Толстый купец вскочил с места и подбоченился.
– Какого звания человек? С кем я разговариваю? – надменно спросил он.
– С надворным советником и кавалером Перепетуевым, – был ответ.
– Ну, это другое дело, – сдался толстый купец. – Так ведь швейцарцем мы его здесь, по нашему невежеству, прозвали, а в швейцарской земле он швейцаром зовется. Спроси его: какая твоя нация? Швейцар. Ну вот, господин надворный советник, я дал вам свой ультиматум, а уж теперь оставьте меня в покое, – прибавил он и сел. – Потому я даже не знаю, бывали ли вы и в заграницах-то.

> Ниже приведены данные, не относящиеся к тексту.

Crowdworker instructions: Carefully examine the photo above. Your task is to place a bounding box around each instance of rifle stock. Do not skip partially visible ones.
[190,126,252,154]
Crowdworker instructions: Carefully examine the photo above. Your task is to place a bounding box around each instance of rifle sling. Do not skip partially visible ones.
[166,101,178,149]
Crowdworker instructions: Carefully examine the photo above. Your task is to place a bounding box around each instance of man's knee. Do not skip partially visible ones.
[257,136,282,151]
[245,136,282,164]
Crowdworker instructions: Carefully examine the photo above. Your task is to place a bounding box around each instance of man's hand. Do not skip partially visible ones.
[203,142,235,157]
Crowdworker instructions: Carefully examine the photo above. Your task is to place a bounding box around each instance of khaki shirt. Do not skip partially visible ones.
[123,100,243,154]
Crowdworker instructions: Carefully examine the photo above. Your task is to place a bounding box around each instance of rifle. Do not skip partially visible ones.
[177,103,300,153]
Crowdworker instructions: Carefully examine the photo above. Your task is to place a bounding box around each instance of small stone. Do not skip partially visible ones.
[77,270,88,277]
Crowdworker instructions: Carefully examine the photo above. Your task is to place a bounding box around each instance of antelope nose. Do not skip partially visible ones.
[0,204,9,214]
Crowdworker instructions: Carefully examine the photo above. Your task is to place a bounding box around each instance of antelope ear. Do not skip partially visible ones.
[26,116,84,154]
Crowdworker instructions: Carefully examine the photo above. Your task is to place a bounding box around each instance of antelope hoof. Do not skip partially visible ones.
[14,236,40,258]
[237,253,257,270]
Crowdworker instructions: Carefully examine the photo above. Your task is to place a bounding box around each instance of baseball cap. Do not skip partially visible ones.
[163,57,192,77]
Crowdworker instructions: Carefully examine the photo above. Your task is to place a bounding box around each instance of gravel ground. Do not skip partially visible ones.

– Можно и в заграницах не бывать, а знать лучше бывалого, – попробовал огрызнуться посторонний посетитель, но толстый купец стиснул зубы и молчал.
С толстым купцом хотел продолжать разговор и его тощий собеседник, но тоже не получил никаких ответов и отошел от него. Толстый купец сидел неподвижно, как статуя, дымил сигарой и только вздыхал. Сделав изрядную паузу, он позвонил рюмкой о стакан и крикнул:
– Гарсон, анкор!
Стоящий поодаль служитель, будучи уже обучен этим словам, бросился исполнять требуемое.
Большие миллионы
К подъезду государственного банка кровный тысячный рысак подвез расчесанную рыжую бороду, дорогую ильковую шубу и соболью шапку. Кучер осадил рысака, и борода, шуба и шапка, откинув медвежью полость, вышли из саней, надменно и гордо, сделав кучеру какой-то знак рукой, украшенной бриллиантовыми перстнями.
– Слушаю-с, Захар Парфеныч, – отвечал кучер и спросил: – Ежели долго в здешнем месте пробыть изволите, то я рысака-то ковром прикрою? Потому взопревши очень. Эво мыла-то сколько, а теперь стужа…
Борода, шуба и шапка утвердительно кивнули головой и, выпялив брюхо вперед, важно направились в подъезд.
На сцену эту в удивлении смотрели стоящие около банка извозчики. Когда кучер отъехал в сторону, они обступили его и стали расспрашивать о хозяине.
– Кто такой? – спросил извозчик.
– Богатеющий купец по подрядной части Захар Парфеныч Самоглотов, – отвечал кучер.
– То-то птицу-то видно по полету. Немой он из себя, что ли?
– Нет. А что?
– Да вот мы к тому, что он ничего не говорит, а только руками показывает.
– Он у нас завсегда так. Богат очень, так оттого. Большущие миллионы у него.
– И ни с кем не разговаривает?
– С равными разговаривает, а с домашними и с прислугой больше руками да головой.
– Вот чудак-то! – дивились извозчики. – И давно так?
– Больше после войны, потому у него тут подряд чудесный был с неустойкой от казны, но совсем настоящего разговора он лишился с тех пор, как у него завод сгорел, а этому месяцев пять будет, – рассказывал словоохотливый кучер, покрывая рысака ковром.
– С перепугу у него, верно, словесность-то пропала?
– Какое с перепугу! Просто оттого, что он уж очень много денег за пожар получил.
– Пожар! Скажи на милость! Кому разорение, а кому богатство.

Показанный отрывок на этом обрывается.